でも不思議だった。なんとなく、ルパンの顔を見ているとなんか落ち着いてくるのだ。まったく動かないにも関わらず、任しとけとばかりにたよりになりそうな気がする。
不二子は飽くことなくルパンを見つめ続けた。ひょっとして…。不二子の脳裏に、先日のシーンが蘇る。
「ねえルパン、そういえばあなたからは搾り取ってばかりで、まともにおっぱいをさわらせてあげたこともなかったわね」あの時、おっぱいを思いっきり押し付けたらルパンが覚醒した事を思い出していた。「ね、ルパン…。あなたになら、わたしの――あげてもいい。だから、目を覚まして!」
そして左の乳房をそっと持ち上げると、ルパンの口にあてがい、なんとか含ませようとした。
「ルパン、ほら、あんなに吸いたがってたわたしのおっぱいが、今あなたの口元にあるのよ。ね、いくらでも好きなだけ吸っていいのよ――ルパン」
しかしいくら待っても反応は返ってこない。やはり――と肩を落としかけた時、いきなり胸の先に衝撃が走った。
ぺろっ。
ルパンの舌が押しつけられた不二子の乳首を舐めた――ように感じた。不二子の巨大な胸の根本まで一気に電撃が走り抜け、びくっと背中が反り返った。胸がぶるんと大きく揺れる。
「ルパン、気がついたの!」
不二子は思わず動かぬ体に駆け寄った。巨大な胸が2人の間に割って入って大きくたわむのも構わずに。しかし――それっきりだった。その様子には先ほどとの違いは微塵もない。
「ルパぁン…」
先ほどの衝撃、気のせいとはとても思えない。胸の先にはその感触が今もこれ以上ないほどありありと残っているのに――。それだけをたよりに、不二子はもう一度、より一層激しく自分の乳房をルパンの口に押し付けた。(ルパン…ルパンが帰ってきてくれるなら、もうおっぱいなんていらない!だからぁ…)しかし――その反応は二度と返ってこなかった。
(もう、だめなの…)
不二子の心に例えようのない喪失感が走る。今さらながら、失ってしまったものの大きさを思い知らされた気がした。

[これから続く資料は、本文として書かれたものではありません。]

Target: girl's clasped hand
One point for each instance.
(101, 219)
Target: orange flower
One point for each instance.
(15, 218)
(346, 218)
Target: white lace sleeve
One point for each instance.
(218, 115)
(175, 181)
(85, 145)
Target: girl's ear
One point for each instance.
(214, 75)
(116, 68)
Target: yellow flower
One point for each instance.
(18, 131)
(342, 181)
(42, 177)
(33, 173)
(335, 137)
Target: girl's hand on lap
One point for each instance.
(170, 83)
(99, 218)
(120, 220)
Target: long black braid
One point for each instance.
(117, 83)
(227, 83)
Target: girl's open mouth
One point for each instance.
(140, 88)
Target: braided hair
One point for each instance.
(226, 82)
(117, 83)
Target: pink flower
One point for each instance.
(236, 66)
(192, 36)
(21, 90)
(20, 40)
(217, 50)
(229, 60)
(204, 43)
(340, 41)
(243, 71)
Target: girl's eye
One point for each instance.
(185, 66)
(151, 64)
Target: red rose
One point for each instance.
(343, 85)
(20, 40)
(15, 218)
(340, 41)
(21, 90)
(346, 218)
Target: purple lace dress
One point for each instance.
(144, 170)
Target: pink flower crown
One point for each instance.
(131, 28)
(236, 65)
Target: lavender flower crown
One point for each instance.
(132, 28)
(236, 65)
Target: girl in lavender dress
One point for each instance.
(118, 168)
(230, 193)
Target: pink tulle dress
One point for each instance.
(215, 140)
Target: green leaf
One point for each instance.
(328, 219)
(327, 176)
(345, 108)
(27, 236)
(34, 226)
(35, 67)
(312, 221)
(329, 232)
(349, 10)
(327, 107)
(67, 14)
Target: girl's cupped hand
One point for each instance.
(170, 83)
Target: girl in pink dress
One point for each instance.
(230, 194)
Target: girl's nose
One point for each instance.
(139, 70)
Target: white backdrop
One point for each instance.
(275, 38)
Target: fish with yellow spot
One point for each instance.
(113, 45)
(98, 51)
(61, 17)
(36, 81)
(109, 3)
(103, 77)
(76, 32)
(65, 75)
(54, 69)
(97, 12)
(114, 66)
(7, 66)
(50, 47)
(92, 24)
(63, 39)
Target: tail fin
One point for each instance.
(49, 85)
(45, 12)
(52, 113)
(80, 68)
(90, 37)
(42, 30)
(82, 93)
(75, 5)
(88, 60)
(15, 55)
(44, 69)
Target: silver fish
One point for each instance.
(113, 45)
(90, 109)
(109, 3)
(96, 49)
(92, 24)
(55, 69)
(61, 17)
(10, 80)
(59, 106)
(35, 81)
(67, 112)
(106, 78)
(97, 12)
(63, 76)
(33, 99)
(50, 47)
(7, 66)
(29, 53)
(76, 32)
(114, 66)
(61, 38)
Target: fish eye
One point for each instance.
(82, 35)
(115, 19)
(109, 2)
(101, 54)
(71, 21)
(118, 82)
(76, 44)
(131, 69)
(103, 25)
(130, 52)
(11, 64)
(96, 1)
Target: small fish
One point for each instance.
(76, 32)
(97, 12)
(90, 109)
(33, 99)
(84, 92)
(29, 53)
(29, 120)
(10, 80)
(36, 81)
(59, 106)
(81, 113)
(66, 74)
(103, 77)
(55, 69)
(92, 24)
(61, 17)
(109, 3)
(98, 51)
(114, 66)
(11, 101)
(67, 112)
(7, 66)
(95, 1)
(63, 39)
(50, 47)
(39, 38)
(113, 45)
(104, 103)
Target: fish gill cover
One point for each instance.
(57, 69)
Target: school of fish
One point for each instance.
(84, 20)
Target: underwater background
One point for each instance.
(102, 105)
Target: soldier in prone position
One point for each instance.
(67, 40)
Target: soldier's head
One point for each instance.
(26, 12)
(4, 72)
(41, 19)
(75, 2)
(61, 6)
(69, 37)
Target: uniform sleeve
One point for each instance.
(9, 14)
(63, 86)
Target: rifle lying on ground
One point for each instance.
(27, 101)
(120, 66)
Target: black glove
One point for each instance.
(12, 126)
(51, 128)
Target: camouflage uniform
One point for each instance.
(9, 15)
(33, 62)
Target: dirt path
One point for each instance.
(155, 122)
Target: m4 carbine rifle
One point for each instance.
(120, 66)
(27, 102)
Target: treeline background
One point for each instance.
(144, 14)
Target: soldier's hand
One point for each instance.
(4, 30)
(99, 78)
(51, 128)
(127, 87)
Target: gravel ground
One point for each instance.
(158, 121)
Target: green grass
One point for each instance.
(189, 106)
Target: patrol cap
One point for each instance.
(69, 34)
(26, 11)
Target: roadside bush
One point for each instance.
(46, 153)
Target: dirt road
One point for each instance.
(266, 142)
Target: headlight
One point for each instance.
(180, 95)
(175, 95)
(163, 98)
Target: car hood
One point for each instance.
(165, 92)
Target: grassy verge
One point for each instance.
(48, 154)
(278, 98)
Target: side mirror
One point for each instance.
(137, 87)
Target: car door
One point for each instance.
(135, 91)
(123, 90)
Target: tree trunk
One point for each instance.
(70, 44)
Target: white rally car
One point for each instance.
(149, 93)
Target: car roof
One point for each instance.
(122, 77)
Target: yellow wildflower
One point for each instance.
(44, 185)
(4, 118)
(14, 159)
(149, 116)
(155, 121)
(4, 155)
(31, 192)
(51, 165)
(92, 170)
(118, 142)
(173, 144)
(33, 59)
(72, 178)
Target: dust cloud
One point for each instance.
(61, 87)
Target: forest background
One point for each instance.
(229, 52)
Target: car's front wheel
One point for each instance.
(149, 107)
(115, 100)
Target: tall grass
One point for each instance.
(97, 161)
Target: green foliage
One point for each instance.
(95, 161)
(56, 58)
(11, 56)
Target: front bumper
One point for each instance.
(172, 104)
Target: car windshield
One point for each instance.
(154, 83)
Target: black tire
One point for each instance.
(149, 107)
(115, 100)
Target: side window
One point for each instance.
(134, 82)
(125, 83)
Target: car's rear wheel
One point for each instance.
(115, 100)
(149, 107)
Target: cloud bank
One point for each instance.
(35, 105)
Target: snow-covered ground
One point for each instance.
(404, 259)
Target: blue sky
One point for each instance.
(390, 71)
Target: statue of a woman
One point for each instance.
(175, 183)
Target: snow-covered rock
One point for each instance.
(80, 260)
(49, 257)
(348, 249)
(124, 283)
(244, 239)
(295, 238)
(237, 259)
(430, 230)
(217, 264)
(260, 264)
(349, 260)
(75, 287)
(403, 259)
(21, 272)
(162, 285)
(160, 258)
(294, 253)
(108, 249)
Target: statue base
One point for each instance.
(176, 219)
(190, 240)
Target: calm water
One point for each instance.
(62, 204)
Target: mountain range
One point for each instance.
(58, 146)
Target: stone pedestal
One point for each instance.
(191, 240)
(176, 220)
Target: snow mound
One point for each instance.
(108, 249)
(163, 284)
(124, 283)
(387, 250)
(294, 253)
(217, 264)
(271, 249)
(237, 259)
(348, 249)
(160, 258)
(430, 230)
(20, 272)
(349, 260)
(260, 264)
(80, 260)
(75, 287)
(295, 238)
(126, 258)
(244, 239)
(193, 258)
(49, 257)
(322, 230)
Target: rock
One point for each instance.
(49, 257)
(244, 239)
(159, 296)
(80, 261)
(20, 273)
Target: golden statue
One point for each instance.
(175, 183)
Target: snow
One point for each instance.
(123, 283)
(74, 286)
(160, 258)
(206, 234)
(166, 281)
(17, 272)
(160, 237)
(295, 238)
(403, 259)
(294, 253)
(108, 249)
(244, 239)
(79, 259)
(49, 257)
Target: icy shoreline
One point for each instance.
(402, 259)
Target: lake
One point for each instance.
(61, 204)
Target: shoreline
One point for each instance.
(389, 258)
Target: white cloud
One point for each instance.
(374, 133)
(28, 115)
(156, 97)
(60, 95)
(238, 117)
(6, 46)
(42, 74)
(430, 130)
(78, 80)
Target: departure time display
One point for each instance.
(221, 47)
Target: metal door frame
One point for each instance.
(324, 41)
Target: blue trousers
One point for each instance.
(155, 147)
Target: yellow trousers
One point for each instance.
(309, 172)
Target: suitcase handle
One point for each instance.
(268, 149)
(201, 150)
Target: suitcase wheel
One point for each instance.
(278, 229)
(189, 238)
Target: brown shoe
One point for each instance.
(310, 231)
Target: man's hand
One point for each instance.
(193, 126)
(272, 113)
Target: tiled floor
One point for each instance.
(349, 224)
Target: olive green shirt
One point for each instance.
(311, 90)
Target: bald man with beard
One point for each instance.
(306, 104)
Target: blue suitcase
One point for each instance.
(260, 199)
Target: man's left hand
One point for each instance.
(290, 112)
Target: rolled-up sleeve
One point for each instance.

「ねえルパン、やっぱりわたし、あなたじゃなきゃだめなの。早く、元のあの元気なルパンに戻って。お願い――ルパン…好き…」
聞こえてないのは承知で、いやだからこそ初めて、不二子は抑えきれない胸の内を吐き出していた。ひょっとして――そう思うとどうしてもルパンの許を離れられない。いつしか、不二子はそのままの姿勢でルパンの枕元で静かな寝息をたてていた。
(うー、不二子ちゃんのおっぱい、やっぱおいしいな…)
まさにこの時、ルパンの身体の内で、先ほどのことをきっかけに深い眠りから徐々に覚めようとしていたことに、不二子はまだ気づいていなかった。